Pub-goers are drinking 3.6million pints fewer a day than they were a decade ago, according to latest figures.
The British Beer & Pub Association's (BBPA's) UK Quarterly Beer Barometer, published today, also shows that beer sales have slumped 8.2 per cent in the first quarter of 2009 compared to last year - a drop of 1.7million pints per day.
The announcement of the drop - which is the biggest first quarter fall since 1997 - comes hot on the heels of Chancellor Alistair Darling announcing a two per cent hike in alcohol duty.
David Long, BBPA chief executive, said: "These figures provide more telling evidence of the intense pressure in one of Britain's most important sectors.

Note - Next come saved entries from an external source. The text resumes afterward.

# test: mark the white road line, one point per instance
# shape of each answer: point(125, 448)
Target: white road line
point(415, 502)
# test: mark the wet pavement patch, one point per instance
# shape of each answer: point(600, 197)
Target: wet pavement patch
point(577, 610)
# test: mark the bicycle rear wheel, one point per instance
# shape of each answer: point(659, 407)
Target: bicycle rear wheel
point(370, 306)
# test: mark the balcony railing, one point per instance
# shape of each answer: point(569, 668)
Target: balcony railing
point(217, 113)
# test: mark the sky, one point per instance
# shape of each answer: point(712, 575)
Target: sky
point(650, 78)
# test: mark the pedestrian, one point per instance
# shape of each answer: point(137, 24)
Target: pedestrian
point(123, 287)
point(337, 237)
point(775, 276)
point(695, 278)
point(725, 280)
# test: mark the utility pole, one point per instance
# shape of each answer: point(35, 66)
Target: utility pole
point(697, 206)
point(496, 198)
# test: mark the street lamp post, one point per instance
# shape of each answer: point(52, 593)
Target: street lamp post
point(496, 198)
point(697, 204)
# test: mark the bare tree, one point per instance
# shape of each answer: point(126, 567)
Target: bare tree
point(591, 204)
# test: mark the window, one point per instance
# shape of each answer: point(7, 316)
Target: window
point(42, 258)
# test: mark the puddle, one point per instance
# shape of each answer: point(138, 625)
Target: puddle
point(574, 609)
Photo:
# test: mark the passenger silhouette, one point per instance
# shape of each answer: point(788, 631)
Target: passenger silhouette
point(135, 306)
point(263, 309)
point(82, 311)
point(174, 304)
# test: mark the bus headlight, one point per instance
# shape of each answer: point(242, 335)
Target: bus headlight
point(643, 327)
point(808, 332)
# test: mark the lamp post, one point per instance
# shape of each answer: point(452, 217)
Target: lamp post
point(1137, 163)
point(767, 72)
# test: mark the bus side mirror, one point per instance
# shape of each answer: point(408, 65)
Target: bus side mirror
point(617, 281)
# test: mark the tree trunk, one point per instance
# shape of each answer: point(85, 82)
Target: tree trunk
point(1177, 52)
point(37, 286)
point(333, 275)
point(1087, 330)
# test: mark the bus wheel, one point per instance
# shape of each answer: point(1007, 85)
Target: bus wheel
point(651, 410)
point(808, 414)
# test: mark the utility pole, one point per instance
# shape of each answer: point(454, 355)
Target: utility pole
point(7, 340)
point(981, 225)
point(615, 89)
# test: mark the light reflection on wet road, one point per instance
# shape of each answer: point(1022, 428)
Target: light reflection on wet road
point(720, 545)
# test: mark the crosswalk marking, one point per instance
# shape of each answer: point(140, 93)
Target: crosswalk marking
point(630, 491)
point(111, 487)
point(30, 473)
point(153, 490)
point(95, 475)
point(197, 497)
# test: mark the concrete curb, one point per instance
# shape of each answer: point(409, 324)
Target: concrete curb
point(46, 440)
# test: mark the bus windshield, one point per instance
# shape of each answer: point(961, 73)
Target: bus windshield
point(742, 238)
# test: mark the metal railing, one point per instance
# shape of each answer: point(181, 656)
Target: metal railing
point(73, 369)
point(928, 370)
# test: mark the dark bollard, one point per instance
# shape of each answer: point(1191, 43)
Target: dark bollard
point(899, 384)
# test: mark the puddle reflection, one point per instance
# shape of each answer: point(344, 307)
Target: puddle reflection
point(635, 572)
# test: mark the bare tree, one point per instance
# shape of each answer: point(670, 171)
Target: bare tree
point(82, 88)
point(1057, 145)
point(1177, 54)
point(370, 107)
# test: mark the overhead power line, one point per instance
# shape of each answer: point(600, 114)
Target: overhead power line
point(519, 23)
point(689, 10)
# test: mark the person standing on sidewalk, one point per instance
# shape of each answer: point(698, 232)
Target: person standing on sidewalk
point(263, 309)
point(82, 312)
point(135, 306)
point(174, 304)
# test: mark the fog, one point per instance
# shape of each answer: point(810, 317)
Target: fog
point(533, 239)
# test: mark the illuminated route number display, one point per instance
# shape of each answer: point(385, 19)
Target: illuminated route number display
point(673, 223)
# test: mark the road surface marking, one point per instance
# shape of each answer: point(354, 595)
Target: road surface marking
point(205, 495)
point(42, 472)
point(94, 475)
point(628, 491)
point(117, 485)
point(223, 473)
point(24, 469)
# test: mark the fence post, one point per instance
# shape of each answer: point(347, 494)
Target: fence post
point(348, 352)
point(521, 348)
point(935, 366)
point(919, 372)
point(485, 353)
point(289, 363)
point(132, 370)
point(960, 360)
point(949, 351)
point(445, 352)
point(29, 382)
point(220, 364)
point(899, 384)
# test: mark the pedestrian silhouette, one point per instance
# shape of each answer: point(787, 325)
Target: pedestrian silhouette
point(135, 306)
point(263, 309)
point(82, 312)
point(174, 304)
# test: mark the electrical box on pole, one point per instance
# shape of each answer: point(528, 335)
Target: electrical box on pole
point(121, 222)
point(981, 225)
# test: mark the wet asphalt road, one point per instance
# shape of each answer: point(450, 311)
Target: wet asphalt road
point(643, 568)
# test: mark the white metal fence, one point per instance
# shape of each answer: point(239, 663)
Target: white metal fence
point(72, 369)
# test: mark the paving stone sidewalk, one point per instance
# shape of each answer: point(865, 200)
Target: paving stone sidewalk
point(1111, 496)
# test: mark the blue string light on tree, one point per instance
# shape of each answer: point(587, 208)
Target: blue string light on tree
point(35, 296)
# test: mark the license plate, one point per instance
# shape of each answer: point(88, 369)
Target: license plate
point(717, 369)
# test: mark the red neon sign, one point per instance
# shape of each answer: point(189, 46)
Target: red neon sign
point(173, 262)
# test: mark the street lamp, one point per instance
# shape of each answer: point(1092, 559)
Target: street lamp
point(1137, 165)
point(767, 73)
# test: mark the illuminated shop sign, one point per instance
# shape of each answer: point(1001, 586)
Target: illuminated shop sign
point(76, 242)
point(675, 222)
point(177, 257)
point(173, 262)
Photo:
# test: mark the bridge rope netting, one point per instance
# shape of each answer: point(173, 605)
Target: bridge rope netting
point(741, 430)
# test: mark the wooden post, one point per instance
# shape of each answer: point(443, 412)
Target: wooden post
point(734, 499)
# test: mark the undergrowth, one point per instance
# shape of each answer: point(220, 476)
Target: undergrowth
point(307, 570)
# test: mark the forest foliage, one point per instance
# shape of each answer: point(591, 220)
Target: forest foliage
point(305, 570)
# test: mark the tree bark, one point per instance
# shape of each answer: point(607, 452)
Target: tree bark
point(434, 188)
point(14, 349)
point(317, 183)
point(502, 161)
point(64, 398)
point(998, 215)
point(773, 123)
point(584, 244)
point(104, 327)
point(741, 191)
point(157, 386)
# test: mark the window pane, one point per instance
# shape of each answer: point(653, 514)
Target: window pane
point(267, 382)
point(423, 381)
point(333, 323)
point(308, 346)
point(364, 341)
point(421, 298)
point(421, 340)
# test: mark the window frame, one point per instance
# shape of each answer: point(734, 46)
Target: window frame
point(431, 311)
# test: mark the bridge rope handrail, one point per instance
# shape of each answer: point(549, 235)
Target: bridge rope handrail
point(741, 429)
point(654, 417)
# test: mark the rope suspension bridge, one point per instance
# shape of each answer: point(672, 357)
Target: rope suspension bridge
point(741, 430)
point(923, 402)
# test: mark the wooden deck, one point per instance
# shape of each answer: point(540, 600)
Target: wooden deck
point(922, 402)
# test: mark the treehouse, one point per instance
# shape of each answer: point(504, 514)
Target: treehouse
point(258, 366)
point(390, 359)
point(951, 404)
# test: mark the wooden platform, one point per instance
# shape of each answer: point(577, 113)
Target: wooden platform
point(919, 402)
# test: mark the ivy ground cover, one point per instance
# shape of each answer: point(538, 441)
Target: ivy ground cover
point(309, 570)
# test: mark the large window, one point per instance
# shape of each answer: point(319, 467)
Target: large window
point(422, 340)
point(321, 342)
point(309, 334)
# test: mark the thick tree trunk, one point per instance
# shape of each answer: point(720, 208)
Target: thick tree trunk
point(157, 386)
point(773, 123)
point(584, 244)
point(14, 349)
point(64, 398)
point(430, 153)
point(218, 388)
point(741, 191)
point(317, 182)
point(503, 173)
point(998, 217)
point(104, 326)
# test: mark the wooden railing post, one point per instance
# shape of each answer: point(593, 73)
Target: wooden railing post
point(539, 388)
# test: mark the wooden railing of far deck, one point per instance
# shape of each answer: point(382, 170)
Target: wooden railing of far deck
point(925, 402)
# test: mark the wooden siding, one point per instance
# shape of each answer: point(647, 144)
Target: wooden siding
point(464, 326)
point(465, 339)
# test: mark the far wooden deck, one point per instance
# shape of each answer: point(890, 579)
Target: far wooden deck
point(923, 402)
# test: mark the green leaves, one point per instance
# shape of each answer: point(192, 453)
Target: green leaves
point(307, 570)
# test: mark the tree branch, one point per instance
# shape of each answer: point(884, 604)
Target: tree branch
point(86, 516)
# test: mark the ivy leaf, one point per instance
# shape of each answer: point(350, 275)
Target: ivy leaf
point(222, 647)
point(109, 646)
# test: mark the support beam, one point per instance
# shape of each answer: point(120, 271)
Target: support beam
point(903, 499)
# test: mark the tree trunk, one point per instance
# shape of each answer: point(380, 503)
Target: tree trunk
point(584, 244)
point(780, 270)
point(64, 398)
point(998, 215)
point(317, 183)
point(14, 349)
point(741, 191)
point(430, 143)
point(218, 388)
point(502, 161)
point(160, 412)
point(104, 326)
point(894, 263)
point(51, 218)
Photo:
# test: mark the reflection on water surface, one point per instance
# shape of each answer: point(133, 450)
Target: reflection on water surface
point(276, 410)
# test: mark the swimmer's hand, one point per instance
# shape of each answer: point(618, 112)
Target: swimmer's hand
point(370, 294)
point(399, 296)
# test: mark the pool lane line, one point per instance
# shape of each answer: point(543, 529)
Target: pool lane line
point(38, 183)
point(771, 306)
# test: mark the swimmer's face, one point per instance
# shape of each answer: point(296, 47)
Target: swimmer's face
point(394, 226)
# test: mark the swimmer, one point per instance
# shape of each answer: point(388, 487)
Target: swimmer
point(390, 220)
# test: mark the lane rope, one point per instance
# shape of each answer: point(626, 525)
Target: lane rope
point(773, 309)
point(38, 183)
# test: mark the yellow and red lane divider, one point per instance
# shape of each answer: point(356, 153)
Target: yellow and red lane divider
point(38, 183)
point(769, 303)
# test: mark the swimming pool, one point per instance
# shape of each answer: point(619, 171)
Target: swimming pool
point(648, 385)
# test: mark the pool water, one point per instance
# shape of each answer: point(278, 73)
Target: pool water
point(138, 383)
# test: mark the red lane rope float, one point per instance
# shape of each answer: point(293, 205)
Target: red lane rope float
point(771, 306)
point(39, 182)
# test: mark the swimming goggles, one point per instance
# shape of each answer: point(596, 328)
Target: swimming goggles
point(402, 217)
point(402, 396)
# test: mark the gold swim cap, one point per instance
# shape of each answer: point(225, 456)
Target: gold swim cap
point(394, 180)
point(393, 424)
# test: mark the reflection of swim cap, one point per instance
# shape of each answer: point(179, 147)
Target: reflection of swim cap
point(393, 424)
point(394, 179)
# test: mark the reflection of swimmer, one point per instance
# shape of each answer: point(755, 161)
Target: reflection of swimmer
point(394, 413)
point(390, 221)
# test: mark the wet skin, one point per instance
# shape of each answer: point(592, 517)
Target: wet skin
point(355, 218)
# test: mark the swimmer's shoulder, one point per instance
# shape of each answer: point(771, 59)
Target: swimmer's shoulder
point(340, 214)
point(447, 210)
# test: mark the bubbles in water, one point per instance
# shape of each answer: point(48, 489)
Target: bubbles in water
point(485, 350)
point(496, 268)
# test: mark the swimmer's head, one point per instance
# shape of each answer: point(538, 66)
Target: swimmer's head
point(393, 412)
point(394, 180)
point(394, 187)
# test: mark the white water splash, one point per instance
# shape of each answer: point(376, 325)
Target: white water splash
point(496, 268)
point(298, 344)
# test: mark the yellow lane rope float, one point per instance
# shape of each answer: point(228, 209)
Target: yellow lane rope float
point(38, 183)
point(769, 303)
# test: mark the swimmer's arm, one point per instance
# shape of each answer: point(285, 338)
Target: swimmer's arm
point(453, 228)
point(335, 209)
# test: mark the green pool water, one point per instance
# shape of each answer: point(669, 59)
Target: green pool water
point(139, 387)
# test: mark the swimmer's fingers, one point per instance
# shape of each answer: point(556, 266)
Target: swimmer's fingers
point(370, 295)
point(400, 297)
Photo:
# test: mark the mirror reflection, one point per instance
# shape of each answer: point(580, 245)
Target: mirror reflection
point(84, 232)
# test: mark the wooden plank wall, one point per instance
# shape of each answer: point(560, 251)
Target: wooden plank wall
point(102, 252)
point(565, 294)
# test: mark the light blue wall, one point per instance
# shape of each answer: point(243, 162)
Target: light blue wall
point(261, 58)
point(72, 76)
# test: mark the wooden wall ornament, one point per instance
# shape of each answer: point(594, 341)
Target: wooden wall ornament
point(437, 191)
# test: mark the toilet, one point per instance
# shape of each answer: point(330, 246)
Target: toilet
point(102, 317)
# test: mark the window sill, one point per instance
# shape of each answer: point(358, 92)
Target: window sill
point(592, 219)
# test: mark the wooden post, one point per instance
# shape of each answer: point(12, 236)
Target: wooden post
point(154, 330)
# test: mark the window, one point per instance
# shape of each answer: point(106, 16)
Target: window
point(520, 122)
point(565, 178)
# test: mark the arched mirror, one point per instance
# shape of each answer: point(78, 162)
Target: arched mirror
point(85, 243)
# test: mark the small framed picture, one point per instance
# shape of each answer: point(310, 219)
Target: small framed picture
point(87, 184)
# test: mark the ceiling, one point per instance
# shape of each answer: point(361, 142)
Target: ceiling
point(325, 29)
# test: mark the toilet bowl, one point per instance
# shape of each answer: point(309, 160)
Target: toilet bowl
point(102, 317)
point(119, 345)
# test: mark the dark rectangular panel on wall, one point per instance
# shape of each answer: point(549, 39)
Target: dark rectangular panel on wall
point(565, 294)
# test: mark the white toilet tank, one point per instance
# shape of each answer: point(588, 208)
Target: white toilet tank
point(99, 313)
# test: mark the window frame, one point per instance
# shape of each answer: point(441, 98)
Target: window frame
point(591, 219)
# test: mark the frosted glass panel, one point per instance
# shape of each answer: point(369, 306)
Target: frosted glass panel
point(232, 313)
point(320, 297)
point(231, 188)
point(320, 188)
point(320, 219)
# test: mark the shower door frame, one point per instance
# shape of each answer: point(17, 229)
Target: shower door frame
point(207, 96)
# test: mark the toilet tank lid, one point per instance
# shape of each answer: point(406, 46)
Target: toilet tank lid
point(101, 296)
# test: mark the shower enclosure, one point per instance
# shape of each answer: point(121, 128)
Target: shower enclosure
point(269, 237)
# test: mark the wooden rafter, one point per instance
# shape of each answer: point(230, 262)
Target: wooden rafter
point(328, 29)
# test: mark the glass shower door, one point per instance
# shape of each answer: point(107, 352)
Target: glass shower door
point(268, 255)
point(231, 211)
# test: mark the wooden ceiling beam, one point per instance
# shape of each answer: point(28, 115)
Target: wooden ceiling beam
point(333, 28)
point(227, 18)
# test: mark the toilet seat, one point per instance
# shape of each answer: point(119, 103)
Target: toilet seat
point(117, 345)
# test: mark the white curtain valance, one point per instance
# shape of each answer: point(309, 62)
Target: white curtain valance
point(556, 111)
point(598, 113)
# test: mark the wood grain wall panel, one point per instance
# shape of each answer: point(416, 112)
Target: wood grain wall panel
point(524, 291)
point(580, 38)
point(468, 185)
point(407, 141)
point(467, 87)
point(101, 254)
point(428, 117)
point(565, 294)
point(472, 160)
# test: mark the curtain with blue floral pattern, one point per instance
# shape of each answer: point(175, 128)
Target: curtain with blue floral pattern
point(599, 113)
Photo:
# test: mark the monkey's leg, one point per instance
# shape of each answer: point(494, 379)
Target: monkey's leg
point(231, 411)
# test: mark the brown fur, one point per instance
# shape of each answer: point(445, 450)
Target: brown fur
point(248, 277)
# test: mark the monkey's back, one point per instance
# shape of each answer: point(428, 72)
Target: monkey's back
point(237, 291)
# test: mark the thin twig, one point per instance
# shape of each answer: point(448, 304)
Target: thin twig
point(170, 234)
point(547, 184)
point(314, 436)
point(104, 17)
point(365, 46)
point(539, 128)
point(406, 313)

"Falling beer sales means more publicans struggling to keep their pub doors open. Closing pubs means tens of thousands of job losses and the heart taken out of many communities.
"With the Budget last week, government tax policy continues to make this situation worse, despite widespread public and political support for the BBPA and Campaign for Real Ale's Axe the Beer Tax - Save the Pub campaign."
In total, 68 million fewer pints were sold in the on-trade during January to March 2009 compared with the same period in 2008.
The off-trade has also been hit with sales down 11 per cent.
The BBPA has questioned the government's policy of increasing alcohol tax and claims tax income from duty in January and February was down £17 million on the same period in 2008, despite an 18 per cent tax increase during the period.